Étape par étape : comment contester le loyer initial

Qui veut contester le loyer initial doit accomplir trois étapes dans les 30 jours suivant la remise du logement. Le délai est absolu : une fois écoulé, la contestation du loyer initial est exclue.

Étape 1 : connaître le loyer précédent

Démarche : adressez-vous par écrit au bailleur et demandez le loyer précédent ainsi que le taux de référence sur lequel il reposait. Dans les cantons sans formule obligatoire, l’obligation de renseigner selon l’art. 256a al. 2 CO s’applique.
Conseil : envoyez la demande par courrier recommandé ou par e-mail avec accusé de lecture, afin d’avoir une preuve.

Étape 2 : calculer la hausse et vérifier le motif

Démarche : calculez la différence en pourcentage entre le loyer précédent et votre nouveau loyer. Si elle dépasse 10 pour cent, la hausse est réputée sensible selon la pratique du Tribunal fédéral, et la condition de recevabilité de l’art. 270 CO est remplie. L’autorité de conciliation détermine ensuite si le loyer est aussi abusif.
Conseil : le calculateur de loyer de l’ASLOCA facilite le calcul. En cas d’incertitude, un conseil personnalisé auprès de l’ASLOCA est recommandé avant d’agir.

Étape 3 : déposer la requête auprès de l’autorité de conciliation

Démarche : déposez la requête de contestation par écrit auprès de l’autorité de conciliation cantonale compétente. Le délai de 30 jours dès la remise est absolu et continue de courir même si vous négociez encore avec le bailleur.
Conseil : déposez la requête de conciliation dans le délai, même si des discussions avec le bailleur sont en cours. Une négociation en cours ne suspend pas le délai.

Après le dépôt

L’autorité de conciliation convoque les deux parties à une audience. Si les parties s’entendent, une transaction est consignée au procès-verbal. À défaut d’accord, les locataires peuvent porter l’affaire devant le tribunal des baux compétent. Préparez pour l’audience le contrat de bail, toute la correspondance avec le bailleur ainsi que le renseignement écrit sur le loyer précédent. Qui présente ces documents au complet facilite considérablement l’appréciation par l’autorité de conciliation et raccourcit l’audience.

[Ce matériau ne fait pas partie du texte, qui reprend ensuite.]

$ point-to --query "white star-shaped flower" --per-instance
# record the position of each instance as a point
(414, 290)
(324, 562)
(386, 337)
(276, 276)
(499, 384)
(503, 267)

Questions fréquentes sur la hausse de loyer au changement de locataire

Quels motifs justifient une hausse de loyer ?

Le bailleur peut augmenter le loyer si le taux d’intérêt de référence a été relevé, si le renchérissement mesuré par l’IPC a augmenté, si les frais d’entretien et d’exploitation ont effectivement augmenté ou si d’importants travaux et rénovations créant une plus-value ont eu lieu. Lors d’un changement de locataire, aucun motif légal n’est requis pour la hausse. Les locataires peuvent néanmoins contester le loyer initial si les conditions de l’art. 270 CO sont réunies.

Le bailleur peut-il augmenter le loyer pour le locataire suivant ?

Oui, la hausse est en principe admise. Le locataire suivant dispose lui aussi d’un droit de contestation de 30 jours dès la remise du logement selon l’art. 270 CO. Ce qui est déterminant, c’est de savoir si le nouveau loyer est abusif au sens de l’art. 269 CO. En règle générale : une hausse de plus de 10 pour cent par rapport au loyer précédent sans contrepartie reconnaissable, comme une rénovation, est un signal clair de contestation.

Qu’advient-il du bail si le bailleur change ?

Si la propriété change par un transfert de propriété, le nouveau propriétaire entre dans le bail existant (art. 261 CO). Le loyer reste inchangé, car selon le principe du droit du bail suisse « la vente ne rompt pas le bail », tous les droits et obligations du bail en cours passent au nouveau propriétaire. Les locataires n’ont pas à renégocier le loyer existant. Une hausse ultérieure en cours de bail doit être notifiée par le nouveau propriétaire au moyen de la formule officielle et pour un terme de résiliation.

À quoi faut-il veiller lors d’un changement de locataire ?

Lors d’un changement de locataire, les locataires devraient demander le loyer précédent, calculer la hausse en pourcentage et garder à l’œil le délai de contestation de 30 jours dès la remise. Le procès-verbal de remise doit être vérifié et documenté avec soin. Toutes les informations sur votre contrat de bail en Suisse vous aident à être du bon côté dès le départ. Selon le canton, il vaut en outre la peine de vérifier si la formule est obligatoire et si la formule de notification est complète.